Cercle des Européens: A quoi sert le traité EURATOM aujourd'hui ? 

Philipp Lowe: Le traité Euratom est resté inchangé depuis son entrée en vigueur en 1958. Ce n'est pas par hasard. Je crois qu'il a démontré sa modernité comme instrument collectif pour l'utilisation sûre de l'énergie nucléaire civile et son développement sans danger pour les États membres qui l'ont intégrée dans leur mix énergétique. De même, il est à la base de la coopération avec les pays tiers. En effet, il s'est avéré être très utile pour créer la confiance mutuelle entre partenaires européens et promouvoir en Europe et au-delà, les plus hautes normes et les meilleures pratiques en matière de sûreté nucléaire.
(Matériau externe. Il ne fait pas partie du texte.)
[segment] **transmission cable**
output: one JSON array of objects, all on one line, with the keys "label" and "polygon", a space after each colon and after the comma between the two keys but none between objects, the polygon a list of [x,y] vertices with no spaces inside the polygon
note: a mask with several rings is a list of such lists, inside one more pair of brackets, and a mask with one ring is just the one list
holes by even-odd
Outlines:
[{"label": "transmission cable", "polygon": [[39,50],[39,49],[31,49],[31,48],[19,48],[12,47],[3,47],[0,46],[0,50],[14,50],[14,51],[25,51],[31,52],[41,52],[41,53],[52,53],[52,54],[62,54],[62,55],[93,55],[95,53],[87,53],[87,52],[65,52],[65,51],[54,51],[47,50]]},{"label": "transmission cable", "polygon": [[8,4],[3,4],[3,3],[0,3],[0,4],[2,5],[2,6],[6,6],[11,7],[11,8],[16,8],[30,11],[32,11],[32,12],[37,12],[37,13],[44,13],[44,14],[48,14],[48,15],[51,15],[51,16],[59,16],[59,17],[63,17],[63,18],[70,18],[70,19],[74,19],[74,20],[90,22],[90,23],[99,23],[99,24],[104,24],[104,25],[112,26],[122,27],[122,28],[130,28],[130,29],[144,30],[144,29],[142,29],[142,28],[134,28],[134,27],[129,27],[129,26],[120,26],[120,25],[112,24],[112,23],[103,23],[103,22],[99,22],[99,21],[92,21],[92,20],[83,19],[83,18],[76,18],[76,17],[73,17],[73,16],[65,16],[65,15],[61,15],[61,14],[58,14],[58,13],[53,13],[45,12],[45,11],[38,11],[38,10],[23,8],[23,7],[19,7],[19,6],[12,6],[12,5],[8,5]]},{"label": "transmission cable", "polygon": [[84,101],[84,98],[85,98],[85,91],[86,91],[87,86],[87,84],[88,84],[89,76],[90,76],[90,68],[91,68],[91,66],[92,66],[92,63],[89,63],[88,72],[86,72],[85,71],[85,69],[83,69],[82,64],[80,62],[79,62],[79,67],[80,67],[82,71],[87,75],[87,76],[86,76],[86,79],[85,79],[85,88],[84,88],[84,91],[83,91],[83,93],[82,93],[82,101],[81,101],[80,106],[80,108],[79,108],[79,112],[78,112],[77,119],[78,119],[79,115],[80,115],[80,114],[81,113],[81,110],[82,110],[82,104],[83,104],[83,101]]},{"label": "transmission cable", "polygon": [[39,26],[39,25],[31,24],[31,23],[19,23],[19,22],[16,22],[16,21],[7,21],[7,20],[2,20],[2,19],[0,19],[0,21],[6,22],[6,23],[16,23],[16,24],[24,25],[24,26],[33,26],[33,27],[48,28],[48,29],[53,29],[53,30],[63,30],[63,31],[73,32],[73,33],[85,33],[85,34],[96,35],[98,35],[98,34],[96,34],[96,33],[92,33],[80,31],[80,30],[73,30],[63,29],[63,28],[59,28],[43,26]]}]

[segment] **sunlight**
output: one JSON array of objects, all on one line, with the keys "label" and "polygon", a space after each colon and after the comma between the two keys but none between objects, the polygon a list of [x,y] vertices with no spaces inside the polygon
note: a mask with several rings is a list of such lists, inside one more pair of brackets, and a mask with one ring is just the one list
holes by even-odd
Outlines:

Le traité a également permis à l'Europe de se faire reconnaître un rôle très important au niveau international, en particulier dans le domaine des garanties nucléaires, qui contribue à la non prolifération au niveau mondial et aux objectifs de sécurité nucléaire.

Pour conclure, je dirais que l'expérience a démontré l'utilité du Traité et que l'Europe continuera à user de tous les instruments qu'il a mis en place, en particulier dans le domaine des investissements nucléaires, la sûreté nucléaire, la radioprotection, la recherche et la technologie, la politique d'approvisionnement, les garanties nucléaires et les relations internationales.

Cercle des Européens: Lors de votre intervention au Cercle des Européens, vous aviez insisté sur la réaction de l'Europe après la crise du gaz russe en 2006. Pourriez-vous nous dire ce qui a été fait depuis sur ce sujet ?

Philipp Lowe: Les crises du gaz en 2006 et 2009 ont montré que l'Europe était vulnérable, parce que la prévention et les mécanismes nécessaires de préparation aux crises pour réagir à une perturbation des approvisionnements en gaz n'avaient pas encore été mis en place à l'époque. Beaucoup de choses ont changé depuis.

Sur le plan interne, nous sommes pleinement engagés à intégrer d'ici à 2014 le marché européen du gaz ouvert et concurrentiel. Les Etats membres sont en train d'adapter leur législation et d'évaluer les investissements à faire en termes de nouvelles infrastructures, inversion des flux et installations de stockage pour être en mesure de mieux s'aider les uns les autres en cas de crise et de prévenir et atténuer les conséquences des perturbations potentielles des approvisionnements en gaz. A cet égard, le règlement sur la sécurité de l'approvisionnement en gaz approuvé en Octobre 2010 a ouvert la voie à ces améliorations.

Sur le front extérieur, la Commission européenne est en dialogue constant avec ses fournisseurs principaux et explore de nouvelles sources d'approvisionnement et des routes alternatives. Il faut souligner que dans le cadre du dialogue énergétique UE-Russie, lun mécanisme d'alerte précoce avec la Russie a été mis en place en 2009 afin de garantir une évaluation en amont des risques potentiels et des problèmes liés à l'approvisionnement énergétique. Ce dialogue permet d'assurer une réaction rapide en cas de situation d'urgence ou de menace de crise. Dans le même état d'esprit, dans le cadre de la coopération avec l'Ukraine, il a été décidé en2009 que l'UE contribuera à la modernisation du système de transit gazier ukrainien et, partant, de réduire les risques de rupture d'approvisionnement. Ce sont là des bénéfices concrets d'une approche européenne de la sécurité d'approvisionnement.


 

Informations sur Philipp Lowe
Philip Lowe nait à Leeds en 1947 et suit des études Collège St John, à Oxford et à la London Business School. Après avoir travaillé dans l'industrie, il rejoint la Commission européenne en 1973 où il a occupé plusieurs postes importants dans les domaines du développement régional, de l'agriculture, des transports. Il devient directeur général à la DG Développement et coopération en 1997. Modèle du haut fonctionnaire européen ayant le sens de l’intérêt général communautaire et considéré comme tel, il est nommé en 2002 au poste prestigieux de DG Concurrence, jusqu'à ce qu'il prenne ses fonctions actuelles de directeur général de la DG Énergie en février 2010.